旅立ちの準備?
静かな朝だ。小鳥がベランダの柵の上に止まりさえずりを聞かせてくれている。
赤や青、黄色の鮮やかな羽の小鳥たちは、戯れるように舞っては柵の上へと戻ってくる。
ベランダに置かれた椅子の上には、乾燥しきっているパンが置かれていたので、昨夜の夕食のときにお代わりして貰ったパンをその横に添えてみた。どちらが好みかは知らないが、外敵を気にしながら、一羽、また一羽とそこに降りて啄んでいく。
平和。
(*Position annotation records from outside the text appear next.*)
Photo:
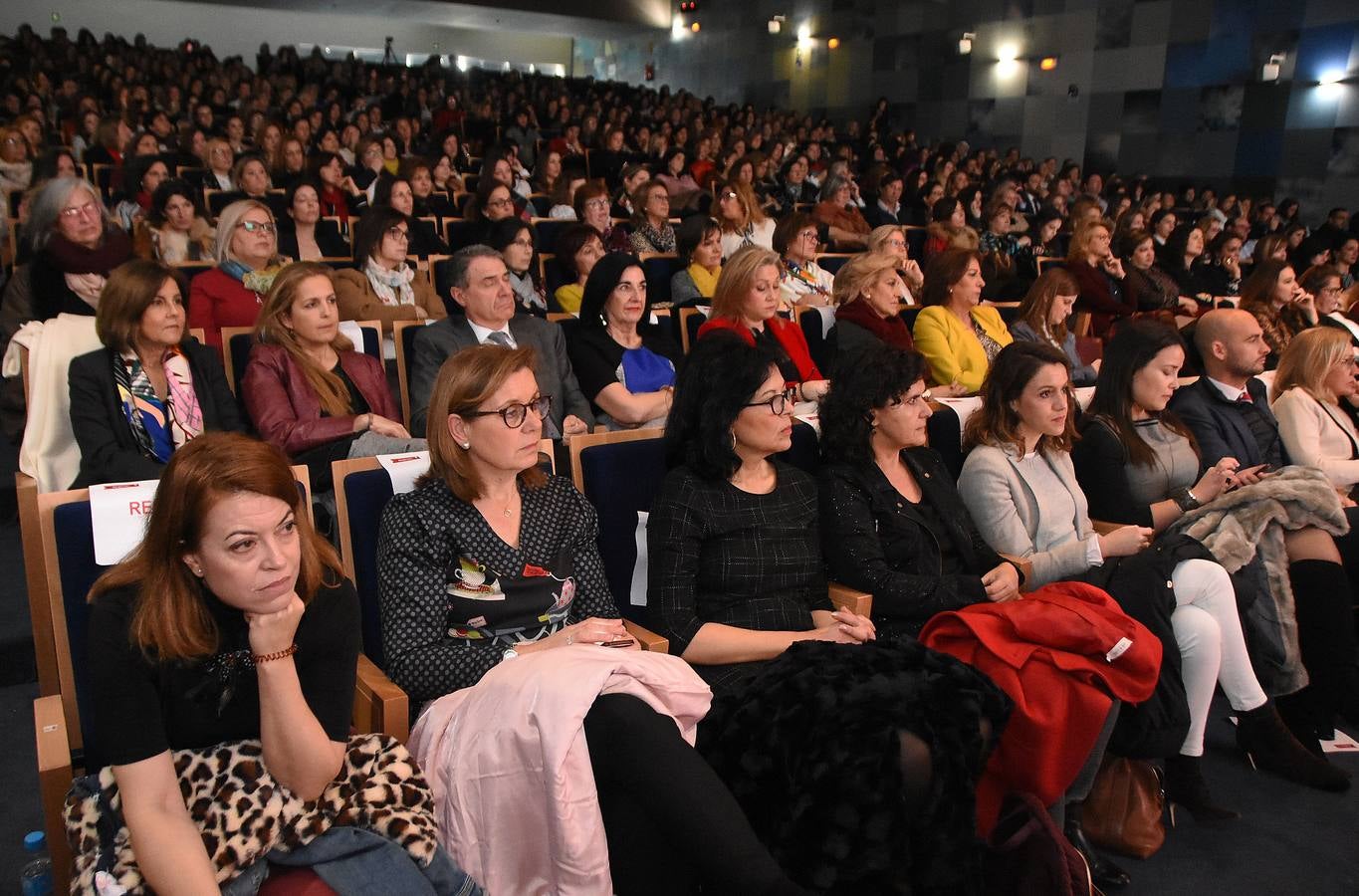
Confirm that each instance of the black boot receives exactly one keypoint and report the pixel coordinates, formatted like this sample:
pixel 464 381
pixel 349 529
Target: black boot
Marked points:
pixel 1321 599
pixel 1187 787
pixel 1102 870
pixel 1262 735
pixel 1300 713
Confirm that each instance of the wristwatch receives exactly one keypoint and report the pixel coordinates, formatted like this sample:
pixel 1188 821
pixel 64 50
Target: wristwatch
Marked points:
pixel 1184 499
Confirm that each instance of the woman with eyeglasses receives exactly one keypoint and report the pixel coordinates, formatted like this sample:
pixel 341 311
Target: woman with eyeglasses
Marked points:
pixel 892 240
pixel 624 363
pixel 492 589
pixel 75 246
pixel 747 302
pixel 386 289
pixel 149 389
pixel 1326 287
pixel 651 220
pixel 802 281
pixel 517 244
pixel 248 260
pixel 808 709
pixel 700 248
pixel 579 249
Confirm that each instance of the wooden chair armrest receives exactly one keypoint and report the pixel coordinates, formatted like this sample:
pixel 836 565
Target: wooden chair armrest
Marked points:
pixel 650 640
pixel 845 597
pixel 55 776
pixel 378 705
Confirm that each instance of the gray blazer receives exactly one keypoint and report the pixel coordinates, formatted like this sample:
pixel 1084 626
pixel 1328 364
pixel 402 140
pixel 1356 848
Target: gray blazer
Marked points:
pixel 1008 509
pixel 436 342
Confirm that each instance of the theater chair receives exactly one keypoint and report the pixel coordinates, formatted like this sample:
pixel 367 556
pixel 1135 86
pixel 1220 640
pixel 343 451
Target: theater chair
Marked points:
pixel 60 567
pixel 363 490
pixel 620 473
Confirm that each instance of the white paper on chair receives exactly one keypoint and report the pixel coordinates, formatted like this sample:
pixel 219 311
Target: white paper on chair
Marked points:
pixel 827 320
pixel 637 593
pixel 404 469
pixel 118 516
pixel 963 407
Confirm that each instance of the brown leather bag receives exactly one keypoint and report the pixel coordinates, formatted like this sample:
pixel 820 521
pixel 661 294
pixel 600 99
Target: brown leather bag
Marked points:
pixel 1124 809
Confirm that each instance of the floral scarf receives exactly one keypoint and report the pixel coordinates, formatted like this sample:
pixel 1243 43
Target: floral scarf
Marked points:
pixel 704 279
pixel 393 287
pixel 159 426
pixel 259 282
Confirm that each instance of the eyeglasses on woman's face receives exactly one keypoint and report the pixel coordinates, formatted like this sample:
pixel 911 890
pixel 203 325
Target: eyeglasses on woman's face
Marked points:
pixel 778 404
pixel 516 412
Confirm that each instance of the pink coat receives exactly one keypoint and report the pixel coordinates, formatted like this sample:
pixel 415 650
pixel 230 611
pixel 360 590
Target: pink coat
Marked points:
pixel 510 769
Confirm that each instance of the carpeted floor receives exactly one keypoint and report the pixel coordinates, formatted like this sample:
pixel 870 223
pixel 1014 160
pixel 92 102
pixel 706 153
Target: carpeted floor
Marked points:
pixel 1288 840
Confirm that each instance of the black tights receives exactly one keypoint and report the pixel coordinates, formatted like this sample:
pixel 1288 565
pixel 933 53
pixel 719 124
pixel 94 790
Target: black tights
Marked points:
pixel 670 821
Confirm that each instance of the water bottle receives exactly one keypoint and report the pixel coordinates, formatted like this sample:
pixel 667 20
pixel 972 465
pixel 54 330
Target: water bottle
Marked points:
pixel 36 878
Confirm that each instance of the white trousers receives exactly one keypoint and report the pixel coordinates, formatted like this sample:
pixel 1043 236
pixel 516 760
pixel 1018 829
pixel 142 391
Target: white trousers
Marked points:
pixel 1213 650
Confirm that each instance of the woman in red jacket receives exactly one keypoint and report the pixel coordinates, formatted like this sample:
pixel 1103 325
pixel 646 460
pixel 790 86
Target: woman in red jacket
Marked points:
pixel 747 302
pixel 248 260
pixel 308 390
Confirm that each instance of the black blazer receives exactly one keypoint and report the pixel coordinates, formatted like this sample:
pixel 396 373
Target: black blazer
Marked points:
pixel 877 542
pixel 1221 426
pixel 109 450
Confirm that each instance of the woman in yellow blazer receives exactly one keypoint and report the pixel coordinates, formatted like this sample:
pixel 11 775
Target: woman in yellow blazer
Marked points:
pixel 384 289
pixel 957 335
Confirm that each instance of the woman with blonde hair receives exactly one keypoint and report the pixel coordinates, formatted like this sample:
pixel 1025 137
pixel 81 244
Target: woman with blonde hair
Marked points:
pixel 747 302
pixel 233 632
pixel 959 336
pixel 248 260
pixel 742 220
pixel 1316 374
pixel 892 240
pixel 308 390
pixel 868 297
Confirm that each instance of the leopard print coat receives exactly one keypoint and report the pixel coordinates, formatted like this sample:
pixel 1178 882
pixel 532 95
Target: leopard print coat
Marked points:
pixel 242 812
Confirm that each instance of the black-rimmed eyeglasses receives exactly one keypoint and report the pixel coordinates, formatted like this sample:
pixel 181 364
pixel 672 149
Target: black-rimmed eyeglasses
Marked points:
pixel 514 413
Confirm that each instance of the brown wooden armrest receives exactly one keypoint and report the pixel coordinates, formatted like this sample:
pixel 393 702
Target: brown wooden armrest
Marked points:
pixel 648 640
pixel 845 597
pixel 378 705
pixel 49 724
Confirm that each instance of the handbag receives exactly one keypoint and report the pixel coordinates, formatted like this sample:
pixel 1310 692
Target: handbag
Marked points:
pixel 1124 809
pixel 1030 857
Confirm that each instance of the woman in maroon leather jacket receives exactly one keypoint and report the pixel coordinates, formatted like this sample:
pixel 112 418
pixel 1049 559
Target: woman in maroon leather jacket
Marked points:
pixel 308 390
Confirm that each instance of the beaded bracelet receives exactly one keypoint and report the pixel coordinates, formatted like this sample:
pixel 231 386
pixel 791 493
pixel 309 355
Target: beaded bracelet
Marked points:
pixel 279 654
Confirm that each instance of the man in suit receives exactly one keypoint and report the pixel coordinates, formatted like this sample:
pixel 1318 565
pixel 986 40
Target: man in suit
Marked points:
pixel 479 281
pixel 888 208
pixel 1228 409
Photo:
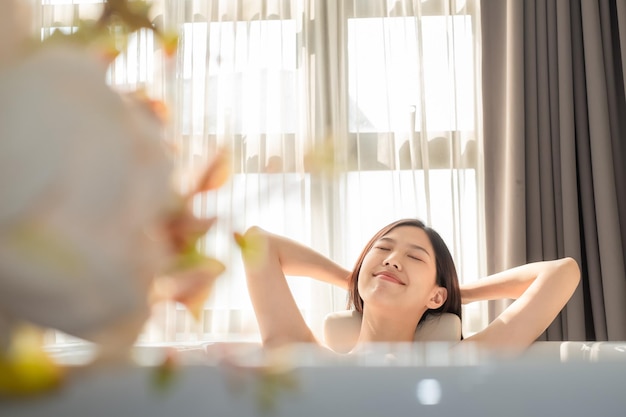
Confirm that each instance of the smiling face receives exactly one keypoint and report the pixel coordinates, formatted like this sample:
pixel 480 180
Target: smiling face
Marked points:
pixel 399 273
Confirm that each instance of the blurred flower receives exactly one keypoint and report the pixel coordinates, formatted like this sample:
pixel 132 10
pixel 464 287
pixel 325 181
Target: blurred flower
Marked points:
pixel 88 215
pixel 25 369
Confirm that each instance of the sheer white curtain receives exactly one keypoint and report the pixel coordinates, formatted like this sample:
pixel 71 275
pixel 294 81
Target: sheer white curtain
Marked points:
pixel 391 86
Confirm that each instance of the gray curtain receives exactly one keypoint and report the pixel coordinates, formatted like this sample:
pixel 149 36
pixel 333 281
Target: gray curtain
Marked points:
pixel 554 146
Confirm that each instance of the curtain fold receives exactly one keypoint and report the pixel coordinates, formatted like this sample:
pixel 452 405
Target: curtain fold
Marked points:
pixel 341 117
pixel 554 99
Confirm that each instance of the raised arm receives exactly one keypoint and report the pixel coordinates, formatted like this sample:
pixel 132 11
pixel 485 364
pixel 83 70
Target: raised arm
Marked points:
pixel 540 290
pixel 299 260
pixel 268 259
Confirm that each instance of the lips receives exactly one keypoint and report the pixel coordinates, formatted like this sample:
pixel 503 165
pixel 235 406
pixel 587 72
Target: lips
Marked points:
pixel 387 276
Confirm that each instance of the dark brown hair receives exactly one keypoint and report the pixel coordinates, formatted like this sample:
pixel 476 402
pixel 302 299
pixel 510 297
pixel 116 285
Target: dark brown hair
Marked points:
pixel 446 271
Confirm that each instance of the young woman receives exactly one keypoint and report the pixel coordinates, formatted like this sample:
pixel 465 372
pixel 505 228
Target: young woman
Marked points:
pixel 404 273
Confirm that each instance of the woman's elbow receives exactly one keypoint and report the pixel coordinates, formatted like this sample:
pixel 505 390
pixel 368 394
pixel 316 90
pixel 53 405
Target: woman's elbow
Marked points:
pixel 570 271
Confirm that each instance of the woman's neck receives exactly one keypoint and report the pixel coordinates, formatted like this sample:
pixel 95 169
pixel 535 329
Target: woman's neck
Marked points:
pixel 387 327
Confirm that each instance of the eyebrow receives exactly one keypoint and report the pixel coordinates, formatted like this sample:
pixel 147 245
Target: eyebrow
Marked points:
pixel 413 246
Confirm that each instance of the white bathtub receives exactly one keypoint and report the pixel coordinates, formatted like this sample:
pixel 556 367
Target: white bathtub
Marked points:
pixel 551 379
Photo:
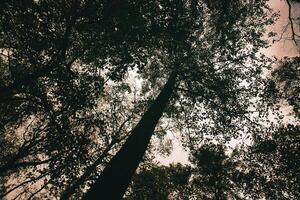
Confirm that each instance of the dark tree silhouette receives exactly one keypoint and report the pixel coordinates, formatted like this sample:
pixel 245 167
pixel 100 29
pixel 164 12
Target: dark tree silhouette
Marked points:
pixel 205 69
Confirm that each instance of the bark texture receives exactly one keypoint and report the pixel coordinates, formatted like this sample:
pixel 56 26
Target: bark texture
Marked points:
pixel 116 177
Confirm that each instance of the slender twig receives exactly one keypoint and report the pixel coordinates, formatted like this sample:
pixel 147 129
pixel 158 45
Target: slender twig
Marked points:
pixel 291 22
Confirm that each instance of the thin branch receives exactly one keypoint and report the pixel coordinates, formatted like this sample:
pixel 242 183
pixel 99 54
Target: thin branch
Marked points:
pixel 291 22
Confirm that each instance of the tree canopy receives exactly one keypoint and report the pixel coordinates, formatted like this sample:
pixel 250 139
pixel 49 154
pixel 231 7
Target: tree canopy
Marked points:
pixel 73 119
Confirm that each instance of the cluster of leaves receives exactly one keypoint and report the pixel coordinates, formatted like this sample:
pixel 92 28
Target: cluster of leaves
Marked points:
pixel 268 169
pixel 56 57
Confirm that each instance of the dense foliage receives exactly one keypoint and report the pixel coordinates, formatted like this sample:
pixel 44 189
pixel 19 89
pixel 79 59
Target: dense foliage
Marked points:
pixel 77 75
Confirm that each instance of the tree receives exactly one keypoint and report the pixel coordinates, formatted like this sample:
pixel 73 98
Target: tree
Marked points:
pixel 160 182
pixel 204 47
pixel 270 167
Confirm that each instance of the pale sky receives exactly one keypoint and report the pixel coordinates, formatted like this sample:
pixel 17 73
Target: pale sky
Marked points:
pixel 278 49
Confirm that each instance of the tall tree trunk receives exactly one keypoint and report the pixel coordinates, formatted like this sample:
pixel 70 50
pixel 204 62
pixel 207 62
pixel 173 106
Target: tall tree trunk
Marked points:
pixel 116 177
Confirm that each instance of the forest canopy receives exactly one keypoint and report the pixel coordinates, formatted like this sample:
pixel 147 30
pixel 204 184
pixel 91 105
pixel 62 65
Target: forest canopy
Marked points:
pixel 90 92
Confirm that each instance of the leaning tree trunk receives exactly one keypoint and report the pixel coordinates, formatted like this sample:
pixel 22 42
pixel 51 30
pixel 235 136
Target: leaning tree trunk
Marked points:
pixel 116 177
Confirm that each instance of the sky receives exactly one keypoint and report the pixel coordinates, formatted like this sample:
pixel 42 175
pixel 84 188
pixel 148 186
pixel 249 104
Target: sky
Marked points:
pixel 279 49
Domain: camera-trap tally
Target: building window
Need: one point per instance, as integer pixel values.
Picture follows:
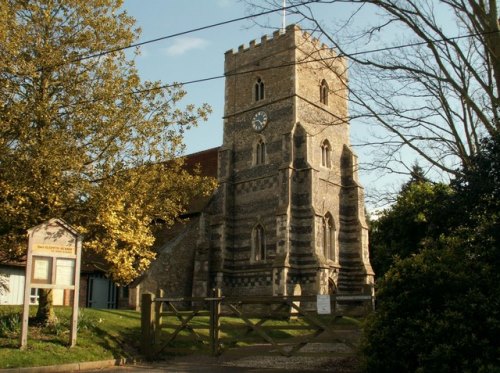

その言葉がしっくりと行く朝の空間がゆっくりと色を帯びていく。
冷たい空気は、まだ夜の名残を抱えたまま、街の屋根を撫でている。
町が起きるまではもう少し時間がかかるのだろう。
王都は、城壁に囲まれている。
西にある山脈がいうなれば天然の城壁となり、南には巨大な湖がある土地柄だ。
王都の東側には幾つかのダンジョンが存在している。
既存のダンジョンは冒険者ギルドが統括をしている。
レオンに聞いた話では、冒険者として生きていくためにはギルドへの登録が必須ということらしい。
登録はしなくても問題はないが、生業となる報酬を得るにはギルドに属することが理想だ。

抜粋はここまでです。